Text Classification - HearstCorp/rover-wiki GitHub Wiki
Text Classification
Setup
This service is dependent upon AlchemyAPI, a third party API that we make calls to.
You will need to add an environment variable, ALCHEMY_API_KEY
to your .env
file.
For the key, please email [email protected]
or [email protected]
API
GET https://{domain}/v2/classifier?text={some text}
This is a separate endpoint that lets the frontend classify content whilst the author/editor are working on it. Responses look like:
GET https://{domain}/v2/classifier?text=The cat sat on the mat
JSON Response:
Name | Type | Description |
---|---|---|
tags | Array | A list of strings, each string is a valid edit theme, taken from a Category object title |
If there is an error - from the API key being incorrectly configured, or the text being non-existent, they will be returned like:
GET https://{domain}/v2/classifier?derp
JSON Response:
Name | Type | Description |
---|---|---|
error | String | A useful error message |
Manage.py command
There is a corresponding manage.py command to classify all (or just recent) video content, that uses video title+description fields. This is to let the classifier run as a cronjob.

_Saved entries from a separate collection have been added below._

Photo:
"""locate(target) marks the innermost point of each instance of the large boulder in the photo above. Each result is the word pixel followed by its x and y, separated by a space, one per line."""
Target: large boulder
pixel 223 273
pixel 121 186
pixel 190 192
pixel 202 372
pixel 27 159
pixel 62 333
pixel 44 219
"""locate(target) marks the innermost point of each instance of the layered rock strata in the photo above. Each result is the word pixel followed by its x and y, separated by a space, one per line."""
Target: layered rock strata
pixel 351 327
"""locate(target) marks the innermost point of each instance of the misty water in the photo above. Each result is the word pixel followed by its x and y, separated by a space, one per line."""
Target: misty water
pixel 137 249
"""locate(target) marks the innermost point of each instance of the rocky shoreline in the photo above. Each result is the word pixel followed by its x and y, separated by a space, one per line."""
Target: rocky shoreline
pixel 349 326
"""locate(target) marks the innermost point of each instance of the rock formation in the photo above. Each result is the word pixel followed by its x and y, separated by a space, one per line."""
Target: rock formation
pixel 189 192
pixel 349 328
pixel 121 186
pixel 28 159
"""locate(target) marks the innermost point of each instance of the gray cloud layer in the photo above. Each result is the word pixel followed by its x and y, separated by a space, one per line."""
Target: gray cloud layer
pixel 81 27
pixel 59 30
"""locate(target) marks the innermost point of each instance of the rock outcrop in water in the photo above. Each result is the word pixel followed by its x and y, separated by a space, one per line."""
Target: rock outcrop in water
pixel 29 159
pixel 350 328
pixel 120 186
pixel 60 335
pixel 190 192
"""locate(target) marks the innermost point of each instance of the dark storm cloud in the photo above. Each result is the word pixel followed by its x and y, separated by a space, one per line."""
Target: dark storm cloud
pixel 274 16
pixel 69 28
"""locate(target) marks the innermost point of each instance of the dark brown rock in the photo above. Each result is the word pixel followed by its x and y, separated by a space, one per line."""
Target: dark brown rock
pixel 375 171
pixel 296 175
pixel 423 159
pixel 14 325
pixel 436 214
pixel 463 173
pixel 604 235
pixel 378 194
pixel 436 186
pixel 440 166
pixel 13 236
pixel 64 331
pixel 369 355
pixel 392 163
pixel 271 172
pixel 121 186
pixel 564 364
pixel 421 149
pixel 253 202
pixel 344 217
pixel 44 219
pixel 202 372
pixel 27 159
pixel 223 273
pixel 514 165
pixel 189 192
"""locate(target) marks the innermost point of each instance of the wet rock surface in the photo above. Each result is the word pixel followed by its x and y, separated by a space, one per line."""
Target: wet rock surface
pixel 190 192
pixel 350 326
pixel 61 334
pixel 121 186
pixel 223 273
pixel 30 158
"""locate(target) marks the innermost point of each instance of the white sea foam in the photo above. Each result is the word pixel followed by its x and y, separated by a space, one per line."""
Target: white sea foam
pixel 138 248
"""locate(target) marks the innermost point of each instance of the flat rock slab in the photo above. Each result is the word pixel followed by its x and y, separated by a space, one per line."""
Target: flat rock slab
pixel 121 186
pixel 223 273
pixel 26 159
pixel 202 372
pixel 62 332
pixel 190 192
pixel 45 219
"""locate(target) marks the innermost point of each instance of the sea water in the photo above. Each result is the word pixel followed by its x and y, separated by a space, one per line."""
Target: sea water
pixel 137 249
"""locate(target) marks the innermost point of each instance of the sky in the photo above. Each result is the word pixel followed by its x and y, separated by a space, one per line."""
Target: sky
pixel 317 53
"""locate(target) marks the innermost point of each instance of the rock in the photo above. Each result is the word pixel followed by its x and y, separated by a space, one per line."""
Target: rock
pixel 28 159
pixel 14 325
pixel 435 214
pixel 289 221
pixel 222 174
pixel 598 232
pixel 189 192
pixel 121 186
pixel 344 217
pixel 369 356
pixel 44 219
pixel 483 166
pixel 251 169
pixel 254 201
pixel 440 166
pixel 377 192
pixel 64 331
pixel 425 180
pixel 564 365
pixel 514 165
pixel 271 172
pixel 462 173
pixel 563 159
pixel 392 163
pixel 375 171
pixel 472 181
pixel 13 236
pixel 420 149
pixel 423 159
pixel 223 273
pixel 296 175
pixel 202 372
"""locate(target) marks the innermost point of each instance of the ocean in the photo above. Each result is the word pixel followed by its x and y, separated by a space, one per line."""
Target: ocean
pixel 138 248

Classify everything that doesn't have a classification:
$ ./manage.py classifyvideos
Classify everything unclassified that was added since x seconds ago:
$ ./manage.py classifyvideos --since 3600
Classify everything as above. If there are old videos that have classifications, but less than 3 entries, try and add some more to them:
$ ./manage.py classifyvideos --augment
These two options can be used in conjunction with each other:
$ ./manage.py classifyvideos --augment --since 3600
A stronger version of --augment
is --replace-all
which will overwrite everything. This
isn't recommended though, as it will overwrite classifications that were added by hand by the
editors:
$ ./manage.py classifyvideos --replace-all
This can be used in conjunction with the --since
option as well:
$ ./manage.py classifyvideos --replace-all --since 3600